Neste horizonte de perspectiva, mostra-se importante ouvir o alerta de Umberto Eco, importante pensador italiano, muito conhecido em terras brasileiras por seu livro O nome da rosa, o qual recomendamos vivamente a leitura, bem como sua adaptação para o cinema.
Todavia, o eco de alerta de Umberto foi lançado em pequeno livro, resultado de um conferência pronunciada em simpósio organizado pelos departamentos de italiano e de francês da Universidade de Columbia, em 25 de abril de 1995, oportunidade em que chama a atenção para o caráter eterno do fascismo.
A hipótese de trabalho do pensador italiano é, ao que parece, a escuta do chamado de Primo Levi e um alerta para – falando com a poesia de Bertolt Brecht -, aqueles que virão depois de nós, a fim de que não se esqueçam – e nem tenham ilusões – de que o mal fascista está derrotado.
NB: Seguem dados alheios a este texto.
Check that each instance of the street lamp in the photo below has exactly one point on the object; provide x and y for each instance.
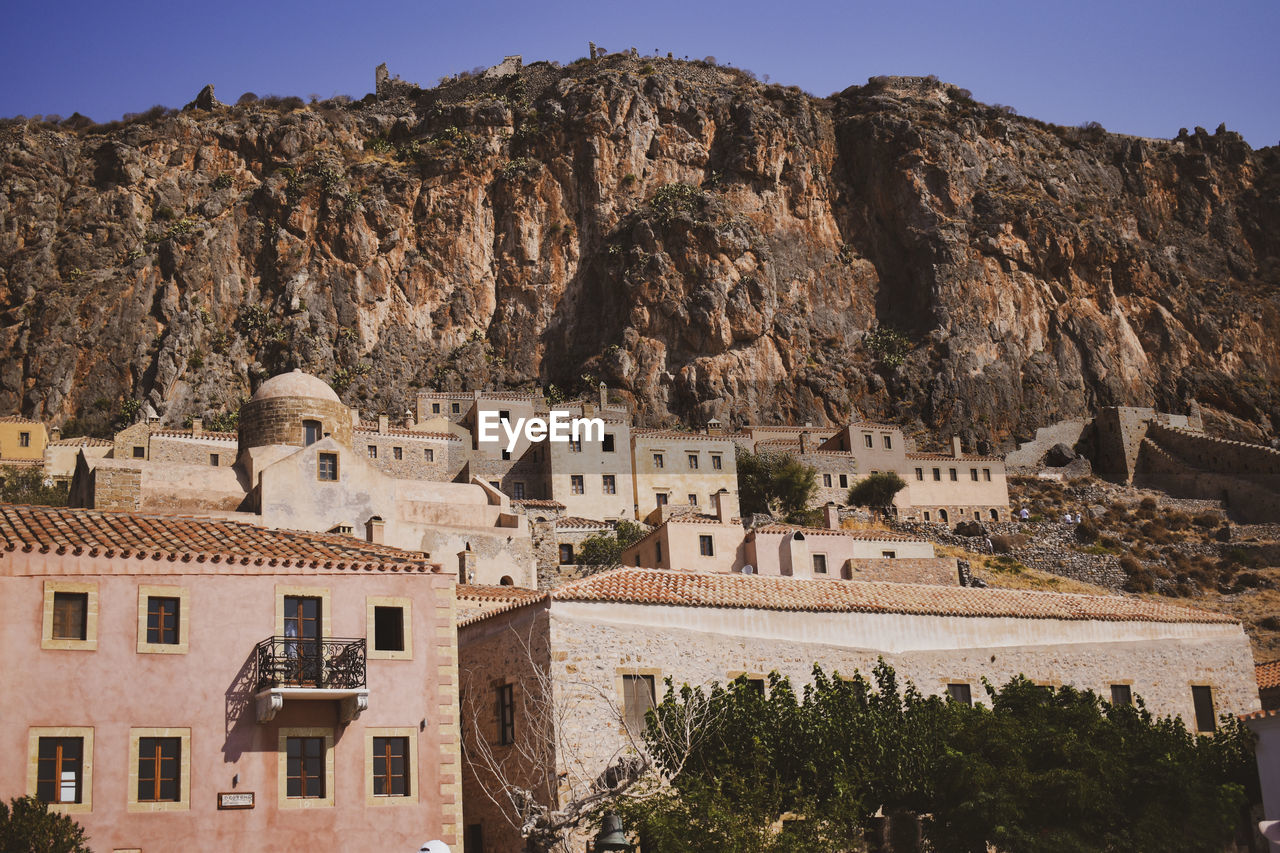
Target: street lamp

Notamos um esforço de caracterização do movimento político contemporâneo, conforme apresentado no texto da semana passada. No mais das vezes escutamos algo como neofascismo.
Umberto Eco afirma que o fascismo italiano foi o primeiro a criar um ritual litúrgico de culto ao militarismo, inclusive com um modo de vestir que obteve mais sucesso do que Armani, Benetton ou Versace.
Ainda, as alianças do fascismo se colocam para além das fileiras militares e se apresentam algo semelhantes em paragens outras que não as italianas, tendo em vista que seus serviços “revolucionários” são financiados por proprietários rurais conservadores em aliança com a classe dominante, no caso da Itália e do fascismo histórico, em consórcio com a família real.
Assim, para Umberto Eco, o termo fascismo é adaptável a tudo. Desse modo, retire o imperialismo e se encontram Franco (Espanha) e Salazar (Portugal); tirem o colonialismo e veremos Getúlio Vargas e o fascismo balcânico.
Ao acrescentarmos o misticismo do Graal e a mitologia celta teremos a vedete italiana do fascismo Julius Evola que, com uma pitada de fetiche pela idade média, permite-nos chegar a um já falecido semiletrado guru da astrologia de nacionalidade brasileira.
Em que pese as variantes, o eco de Umberto aponta para algumas características que permanecem, tais como: culto a tradição (não pode existir avanço do saber); recusa da modernidade; irracionalismo e culto da ação pela ação; consenso pelo medo da diferença; apelo as classes médias frustradas; inimizade e humilhação; nacionalismo; mito do herói; vida como guerra permanente; obsessão da conspiração e o elitismo populista, em que o elemento popular ou povo não passa de uma ficção teatral e espetacular.
Diante da adaptabilidade, o pensador italiano, conforme já mencionado, chama a atenção para a eternidade do fascismo (Ur-fascismo), isto é, temos de estar atentos, pois o fascismo é eterno e ainda está ao nosso redor, muitas vezes em palacetes acarpetados e em trajes finos e civis.